Ma il culmine arriva nell’estate-autunno 2011, quando il quarto governo Berlusconi, diventato una presenza troppo imbarazzante per i poteri sovranazionali della UE e di Oltreoceano, che ne decretano, perciò la fine attraverso i “mercati”, è costretto alla resa. Il presidente del Consiglio si reca allora al Colle per le dimissioni. Un comportamento rispettoso delle procedure democratiche, in un contesto così drammatico come quello venutosi a determinare, avrebbe voluto che al popolo italiano fosse consentito di esprimersi attraverso elezioni anticipate. Invece Napolitano dal Quirinale pilota la crisi, nomina un tecnocrate liberista, Mario Monti, senatore a vita il 9 novembre inviando un segnale inequivocabile: attorno a lui si farà un nuovo governo “tecnico”.
Il presidente inventa anche le “larghe intese”, sbocco finale di lunghi anni di “scontro” tra centrodestra e centrosinistra sulle vicende e gli interessi privati di Berlusconi, ma di complicità sulle scelte economico-sociali fondamentali, che determinano, peggiorandola, la vita quotidiana di milioni di Italiani.

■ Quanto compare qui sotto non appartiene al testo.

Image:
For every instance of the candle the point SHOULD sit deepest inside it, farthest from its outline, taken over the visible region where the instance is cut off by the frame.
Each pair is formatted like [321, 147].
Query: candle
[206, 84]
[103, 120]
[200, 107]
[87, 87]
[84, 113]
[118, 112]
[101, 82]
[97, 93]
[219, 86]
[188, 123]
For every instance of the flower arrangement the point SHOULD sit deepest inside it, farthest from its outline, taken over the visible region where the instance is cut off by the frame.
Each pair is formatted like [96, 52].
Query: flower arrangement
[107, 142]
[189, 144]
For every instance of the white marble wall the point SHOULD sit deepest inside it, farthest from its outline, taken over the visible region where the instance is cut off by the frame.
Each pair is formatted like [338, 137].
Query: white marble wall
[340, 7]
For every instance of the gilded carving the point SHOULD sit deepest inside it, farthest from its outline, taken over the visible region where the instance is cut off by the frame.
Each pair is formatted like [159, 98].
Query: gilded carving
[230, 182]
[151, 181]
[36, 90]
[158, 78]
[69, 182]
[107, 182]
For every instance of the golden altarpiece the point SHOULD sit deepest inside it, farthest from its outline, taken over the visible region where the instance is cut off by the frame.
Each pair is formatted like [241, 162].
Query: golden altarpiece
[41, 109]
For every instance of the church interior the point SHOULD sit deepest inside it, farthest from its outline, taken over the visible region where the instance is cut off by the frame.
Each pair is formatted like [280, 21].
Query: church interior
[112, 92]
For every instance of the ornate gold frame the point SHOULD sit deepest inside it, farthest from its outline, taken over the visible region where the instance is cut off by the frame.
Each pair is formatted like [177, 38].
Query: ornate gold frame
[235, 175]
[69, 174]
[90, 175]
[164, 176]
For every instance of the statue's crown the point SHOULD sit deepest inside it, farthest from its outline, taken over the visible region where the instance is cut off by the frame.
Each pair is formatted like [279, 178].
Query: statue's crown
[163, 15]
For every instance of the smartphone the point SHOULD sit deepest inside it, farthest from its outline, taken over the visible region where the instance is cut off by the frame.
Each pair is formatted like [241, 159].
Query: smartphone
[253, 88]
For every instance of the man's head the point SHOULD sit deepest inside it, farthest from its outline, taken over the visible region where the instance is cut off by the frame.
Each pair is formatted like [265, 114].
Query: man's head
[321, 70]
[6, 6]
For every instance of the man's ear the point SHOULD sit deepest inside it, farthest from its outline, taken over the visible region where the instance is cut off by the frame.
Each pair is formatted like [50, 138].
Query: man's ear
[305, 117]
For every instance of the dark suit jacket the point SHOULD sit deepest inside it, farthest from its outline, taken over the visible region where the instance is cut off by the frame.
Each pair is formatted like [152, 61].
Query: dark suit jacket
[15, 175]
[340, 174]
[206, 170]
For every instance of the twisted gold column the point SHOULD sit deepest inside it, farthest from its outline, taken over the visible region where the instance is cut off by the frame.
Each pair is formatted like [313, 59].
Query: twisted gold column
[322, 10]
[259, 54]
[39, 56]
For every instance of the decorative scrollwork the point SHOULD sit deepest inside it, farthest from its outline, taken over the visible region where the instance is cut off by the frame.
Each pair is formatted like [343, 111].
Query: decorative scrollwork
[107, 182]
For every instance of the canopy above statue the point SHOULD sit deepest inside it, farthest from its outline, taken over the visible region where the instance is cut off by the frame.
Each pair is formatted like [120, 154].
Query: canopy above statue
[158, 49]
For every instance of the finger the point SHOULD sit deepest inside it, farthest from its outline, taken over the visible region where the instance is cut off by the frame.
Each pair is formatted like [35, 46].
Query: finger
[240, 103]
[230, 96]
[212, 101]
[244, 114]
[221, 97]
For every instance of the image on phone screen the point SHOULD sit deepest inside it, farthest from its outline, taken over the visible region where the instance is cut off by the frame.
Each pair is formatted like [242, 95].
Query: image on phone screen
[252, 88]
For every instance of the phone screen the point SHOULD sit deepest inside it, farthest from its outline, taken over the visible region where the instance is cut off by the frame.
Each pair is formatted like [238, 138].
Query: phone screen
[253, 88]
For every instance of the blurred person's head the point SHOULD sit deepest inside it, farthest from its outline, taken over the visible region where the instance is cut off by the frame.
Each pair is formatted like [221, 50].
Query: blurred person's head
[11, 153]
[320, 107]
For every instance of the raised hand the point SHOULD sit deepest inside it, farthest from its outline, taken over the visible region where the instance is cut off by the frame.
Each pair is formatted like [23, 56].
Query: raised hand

Quindi niente voto, niente ricorso al giudizio del popolo, sostegno di tutti o quasi i gruppi parlamentari ai “tecnici”, che infliggeranno -eseguendo gli ordini della tecnocrazia liberista della UE – altri tremendi colpi a ciò che ancora sta in piedi dello Stato sociale (a partire dal sistema previdenziale e dalla legislazione sul lavoro per arrivare all’inserimento del pareggio di bilancio nella Costituzione).
Quando nel 2013 Napolitano si degnerà di decretare il ritorno alle urne, Berlusconi avrà di nuovo avuto il tempo di recuperare, Pier Luigi Bersani incasserà la sua “non vittoria” e la palude liberista potrà continuare ad ammorbare la Penisola. Dapprima con l’intermezzo del fido bilderberghiano Enrico Letta, per arrivare all’ultima fase, la più distruttiva ,che ha come protagonista Matteo Renzi, divenuto capo del governo senza alcuna validazione democratica, senza alcuna consultazione, con il determinante supporto degli ennesimi scissionisti (quelli del Nuovo Centro Democratico scappati da Forza Italia, che già avevano sostenuto il suo immediato predecessore), nel terrore di un’affermazione dell’unico consistente movimento di opposizione, ossia i 5Stelle, mentre il disgusto dei cittadini per adesso trova un’ulteriore forma di espressione nell’astensionismo dilagante, che ha raggiunto livelli inimmaginabili ai tempi della tanto vituperata Prima Repubblica. Di Tsipras si può dire tutto il bene o il male che si vuole, ma non si può negare che gli manchi il coraggio di sottoporre al giudizio del suo popolo le scelte decisive (giuste o sbagliate che siano) che via via compie. Per questo la Grecia, nonostante tutto, conferma la definizione attribuitale di culla della democrazia. E l’Italia attuale? Quale denominazione le si addice meglio? Bara o fogna della democrazia?